Podcast
In the theatrical research project Inventory of Powerlessness (2013-16) hundreds of inhabitants of five European cities: Amsterdam, Poznan, Berlin, Prague and Athens bundled their lived knowledges about powerlessness. A wide array of individual situations was articulated and brought into relation with each other by the participants, prompting questions about the structures – physical, social, political, economic – which constitute or give context to their lives. The project aimed to create time, focus and a brave space for collective study by people with a broad range of backgrounds and experiences, who might otherwise never meet. Ensuring that it also remains a safe space presented different challenges during the process than at the moments of encountering an audience.

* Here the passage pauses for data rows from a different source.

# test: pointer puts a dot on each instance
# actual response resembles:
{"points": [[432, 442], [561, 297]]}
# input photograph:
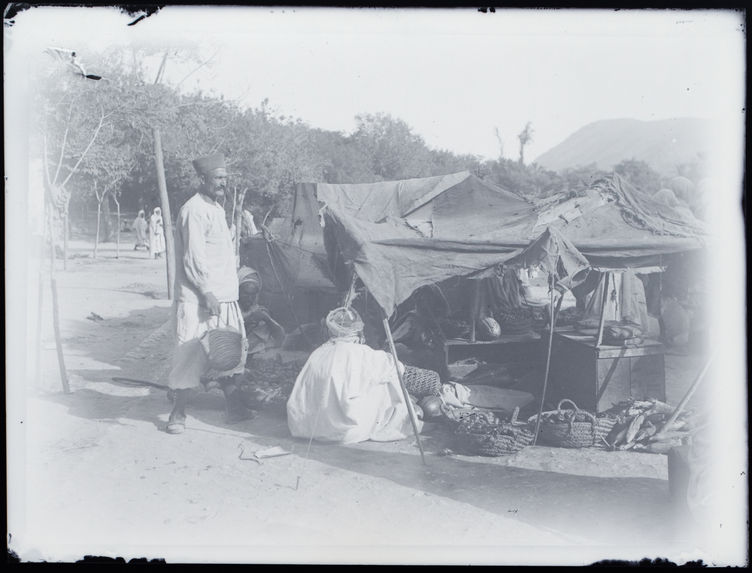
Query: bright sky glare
{"points": [[452, 75]]}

Why does the (often too) safe space of theatre feel unsafe for many of us? What can be learned from the experiences of the Inventory about entanglement and unfixing positions? How could moving beyond control allow for braver spaces in the field, which, though more unsettling, may also be more welcoming?
Part of Episode XIX: “Safe vs. Brave? Art Between Sanctuary and Confrontation”

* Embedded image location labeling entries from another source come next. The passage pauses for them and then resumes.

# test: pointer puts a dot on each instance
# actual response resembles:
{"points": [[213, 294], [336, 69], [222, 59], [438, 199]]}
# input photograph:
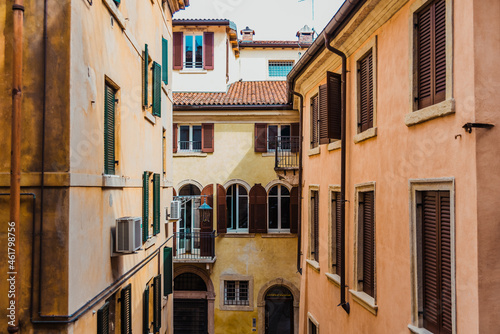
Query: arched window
{"points": [[237, 208], [279, 209]]}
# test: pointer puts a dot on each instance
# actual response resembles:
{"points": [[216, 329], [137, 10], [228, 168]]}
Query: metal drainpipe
{"points": [[15, 165], [343, 302]]}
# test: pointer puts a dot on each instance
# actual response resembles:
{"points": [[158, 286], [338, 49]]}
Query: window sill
{"points": [[334, 278], [334, 145], [314, 151], [313, 264], [438, 110], [367, 134], [365, 300]]}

With Miriam Ibrahim, Edit Kaldor und Ingo Niermann / Army of Love & Florian Malzacher
7. October 2022 – Theater Neumarkt, Zurich / Switzerland
Biography
Theatre maker Edit Kaldor is a unique voice in the contemporary performing arts landscape. She collaborates mostly with people from outside of the arts, often over extended periods of time and across various projects, creating works that address seemingly unspeakable experiences, like extreme isolation, statelessness, abuse or the dying process. Her performances, which stretch considerably the boundaries of theatrical conventions, have been presented widely in Europe, the Americas, Asia and North Africa. She tends to integrate in her work digital media and interfaces, focusing on the theatrical possibilities in the daily use of technology. Born in Budapest, Kaldor immigrated as a child to the United States, where she lived for ten years before moving back to Europe and eventually settling in Amsterdam. In the past years she has taught and lectured at (performing) art academies across Europe. She is currently completing her artistic PhD in the context of the Norwegian Artistic Fellowship Programme, and together with Joe Kelleher co-editing the book Theatres of Powerlessness – Acts of Knowledge and the Performance of the Many, to be published by Bloomsbury / Methuen in 2023. From next year she will work as artistic director of the new Master’s Programme in Performing Arts as Social and Critical Practices at the Malmo Theatre Academy at Lund University in Sweden.